A bifurcation for a generalized Burgers' equation in dimension one

Abstract

We consider the generalized Burgers' equation \begin{eqnarray*} \left\{ \begin{array}{ll} \partial_t u = \partial_x^2u - u \partial_x u + u^p - \lambda u &\textrm{ in } \overline{\Omega} \textrm{ for } t>0, \\ \mathcal{B}(u)=0 & \textrm{ on } \partial \Omega \textrm{ for } t>0, \\ u(\cdot,0) = \varphi \geq 0 & \textrm{ in } \overline{\Omega}, \end{array} \right. \end{eqnarray*} with $p>1$, $\lambda \in \mathbb{R}$, $\Omega$ a subdomain of $\mathbb{R}$, and where $\mathcal{B}(u)=0$ denotes some boundary conditions.

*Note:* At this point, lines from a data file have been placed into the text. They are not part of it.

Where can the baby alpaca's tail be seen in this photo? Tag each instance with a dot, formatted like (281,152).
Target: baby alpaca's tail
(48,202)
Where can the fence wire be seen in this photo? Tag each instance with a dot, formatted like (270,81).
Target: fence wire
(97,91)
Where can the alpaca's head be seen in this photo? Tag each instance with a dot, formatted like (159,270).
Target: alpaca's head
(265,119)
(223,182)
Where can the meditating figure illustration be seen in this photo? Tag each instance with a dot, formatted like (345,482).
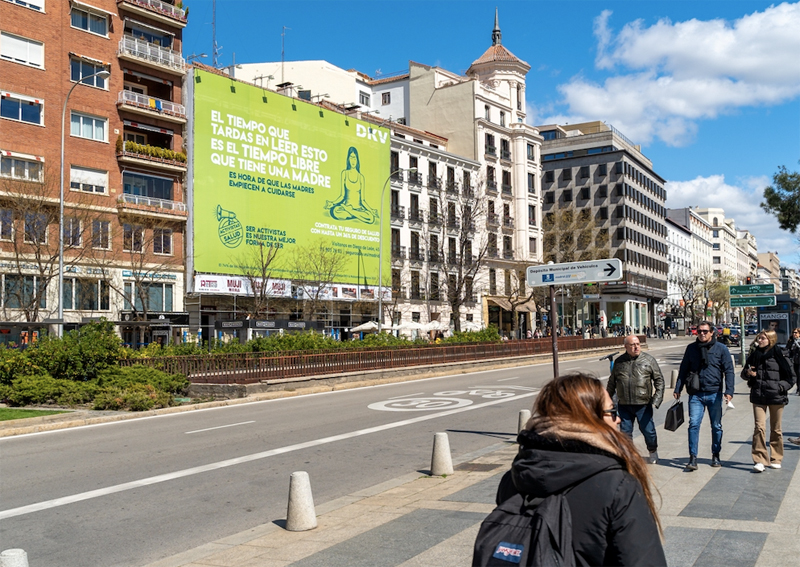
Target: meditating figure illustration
(350,204)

First, using some phase plane arguments, we study the existence of stationary solutions under the Dirichlet or the Neumann boundary conditions and prove a bifurcation depending on the parameter $\lambda$. Then, we compare positive solutions of the parabolic equation with appropriate stationary solutions to prove that global existence can occur when $\mathcal{B}(u)=0$ stands for the Dirichlet, the Neumann or the dissipative dynamical boundary conditions $\sigma \partial_t u + \partial _\nu u=0$. Finally, for many boundary conditions, global existence and blow up phenomena for solutions of the nonlinear parabolic problem in an unbounded domain $\Omega$ are investigated by using some standard super-solutions and some weighted $L^1-$norms.